The Financial Conduct Authority is proposing changes to its decision-making process to enable it to make faster and more effective decisions, but some have warned about the side effects of this. 

The FCA is consulting on moving some decision-making from its Regulatory Decisions Committee (RDC) to its authorisations, supervision and enforcement divisions.

This means it will take away responsibility at board level and redistribute it to senior members of FCA staff close to the matters.

It said the changes will help improve how it tackles firms and individuals who do not meet the required standards and allow it to move more quickly to stop and prevent harm faster.

And while many have welcomed the proposals some are more sceptical of what they would allow the regulator to do.

Imogen Makin, head of financial services regulatory investigations at DWF, said: "We, and the firms and individuals we represent, would welcome swifter and more effective FCA action against scammers and unauthorised businesses on the regulatory perimeter, but these plans could be a recipe for the exercise of more arbitrary – and potentially excessive - power in relation to authorised firms struggling with compliance issues and individuals who merely made mistakes.

"Whilst the RDC is not a completely independent check on FCA powers, it does drive due process, which gives us a chance to make representations.”

Makin warned of situations where the regulator might take "unreasonably harsh, draconian action" which could have irreversible consequences for businesses and their senior managers. 

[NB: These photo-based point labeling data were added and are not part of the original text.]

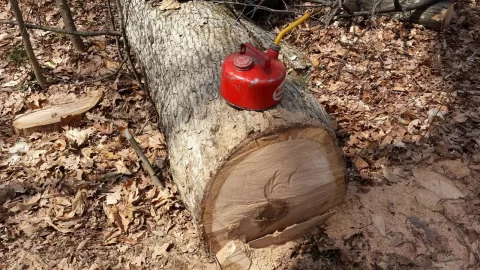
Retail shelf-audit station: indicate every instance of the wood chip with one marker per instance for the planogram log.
(379, 222)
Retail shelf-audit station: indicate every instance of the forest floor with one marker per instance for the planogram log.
(406, 105)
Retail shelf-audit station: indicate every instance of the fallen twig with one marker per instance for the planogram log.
(145, 163)
(63, 31)
(112, 22)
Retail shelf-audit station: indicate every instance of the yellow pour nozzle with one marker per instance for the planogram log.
(290, 27)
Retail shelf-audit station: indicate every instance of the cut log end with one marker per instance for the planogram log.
(273, 183)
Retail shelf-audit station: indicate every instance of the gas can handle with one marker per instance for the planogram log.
(243, 48)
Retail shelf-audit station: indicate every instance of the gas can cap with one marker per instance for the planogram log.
(243, 62)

“Reference to giving 'greater responsibility for decisions to senior members of FCA staff' suggests this risk will only increase. The list of decisions that could be made by FCA staff is 'liberty and livelihood' stuff."

Likewise, Pippa Tasker, a financial services partner with law firm CMS, said: “The combination of Nikhil Rathi’s statement that he wants to build a more assertive regulator and ‘an organisation that tests its powers to the limit’, with the removal of the objective decision maker from the critical authorisation and permissions processes, could create a dangerous cocktail for firms.”

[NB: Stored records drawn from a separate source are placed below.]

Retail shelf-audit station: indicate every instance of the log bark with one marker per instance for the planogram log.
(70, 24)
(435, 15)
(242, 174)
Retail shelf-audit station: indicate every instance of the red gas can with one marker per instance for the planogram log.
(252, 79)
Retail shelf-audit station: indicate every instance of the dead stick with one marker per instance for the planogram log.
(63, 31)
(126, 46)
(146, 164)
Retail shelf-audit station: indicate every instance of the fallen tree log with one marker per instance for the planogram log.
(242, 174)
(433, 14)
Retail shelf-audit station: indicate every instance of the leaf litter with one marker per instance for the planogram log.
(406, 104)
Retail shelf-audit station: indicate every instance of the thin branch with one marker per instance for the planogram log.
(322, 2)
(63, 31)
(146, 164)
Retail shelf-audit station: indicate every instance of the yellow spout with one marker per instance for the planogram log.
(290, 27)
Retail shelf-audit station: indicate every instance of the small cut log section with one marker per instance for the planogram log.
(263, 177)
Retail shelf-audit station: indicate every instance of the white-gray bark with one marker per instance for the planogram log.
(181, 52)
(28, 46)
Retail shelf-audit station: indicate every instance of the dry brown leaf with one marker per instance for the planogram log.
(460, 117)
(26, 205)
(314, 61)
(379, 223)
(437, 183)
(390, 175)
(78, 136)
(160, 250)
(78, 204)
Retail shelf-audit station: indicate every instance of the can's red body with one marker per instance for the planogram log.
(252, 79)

The FCA is embarking on a transformation programme and has previously said it wants to be a more innovative, assertive and adaptive regulator.

In today's consultation the decisions it wants to hand to FCA staff included:

  • imposing a requirement on a firm or varying its permissions by limiting or removing certain types of business;
  • making a final decision in relation to a firm’s application for authorisation or an individual’s approval that has been challenged;
  • The decision to take action, after the action is challenged by the firm, in removing a firm’s permissions because a firm does not meet the FCA’s regulatory requirements;
  • the decision to start commencing civil and/or criminal proceedings.